Patients admitted with spinal injuries following trauma require careful serial examinations to detect any neurological deficit that may develop. Thorough documentation of the findings is of paramount importance. Enforced working practice within the NHS means that these patients are often assessed by different members of staff with varying levels of experience, thus inconsistent documentation can be a cause for concern. The project aim was to design a human computer interface to standardise the performance and documentation of serial neurological examinations in patients with spinal injury, allowing the user to accurately detect any neurological deterioration. A prototype system was developed for ward based PC’s incorporating the essential requirements of the neurological examination. Usability testing was performed on the prototype by recruiting fifteen users who would be expected to routinely perform the neurological examination on spinal injury patients. Usability was defined by a number of well defined goals (impression, efficiency, learnability, memorability, safety and effectiveness) and methods used in the evaluation included direct observation during completion of tasks, a questionnaire and unstructured interview. Both quantitative and qualitative data was collected. This data was subsequently analysed using descriptive and inferential methods.
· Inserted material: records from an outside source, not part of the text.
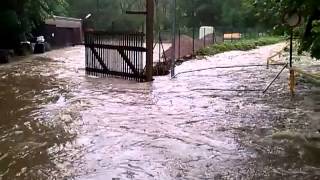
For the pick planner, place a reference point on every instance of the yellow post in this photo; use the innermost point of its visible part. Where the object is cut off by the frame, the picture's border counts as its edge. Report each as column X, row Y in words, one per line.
column 292, row 82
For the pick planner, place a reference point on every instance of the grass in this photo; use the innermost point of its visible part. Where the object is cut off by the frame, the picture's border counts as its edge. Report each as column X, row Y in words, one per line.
column 242, row 45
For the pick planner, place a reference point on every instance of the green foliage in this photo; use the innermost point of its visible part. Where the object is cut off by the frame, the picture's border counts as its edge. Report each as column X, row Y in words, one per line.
column 274, row 10
column 242, row 45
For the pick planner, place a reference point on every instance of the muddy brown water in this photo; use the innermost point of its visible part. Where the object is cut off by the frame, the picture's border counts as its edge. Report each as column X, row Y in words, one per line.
column 58, row 123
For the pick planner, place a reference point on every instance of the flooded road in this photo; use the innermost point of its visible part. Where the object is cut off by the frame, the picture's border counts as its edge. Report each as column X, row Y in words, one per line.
column 58, row 123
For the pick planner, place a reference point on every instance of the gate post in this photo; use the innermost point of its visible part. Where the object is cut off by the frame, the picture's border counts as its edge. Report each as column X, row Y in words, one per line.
column 149, row 39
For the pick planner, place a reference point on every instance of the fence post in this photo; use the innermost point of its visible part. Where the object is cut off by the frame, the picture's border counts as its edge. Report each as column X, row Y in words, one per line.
column 204, row 38
column 193, row 38
column 149, row 39
column 179, row 48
The results of the analysis showed that the users responded favourably to the prototype in respects to the all usability goals except efficiency. This lack of efficiency was expected due to the rigid nature of computer based systems compared to paper based methods of recording data but this disadvantage was more than compensated for by the increased patient safety that the system would provide. It can be concluded from the usability testing that the prototype achieves the aims of the project but further work is required in developing the prototype into a final interface design before beta testing in a clinical environment can be considered.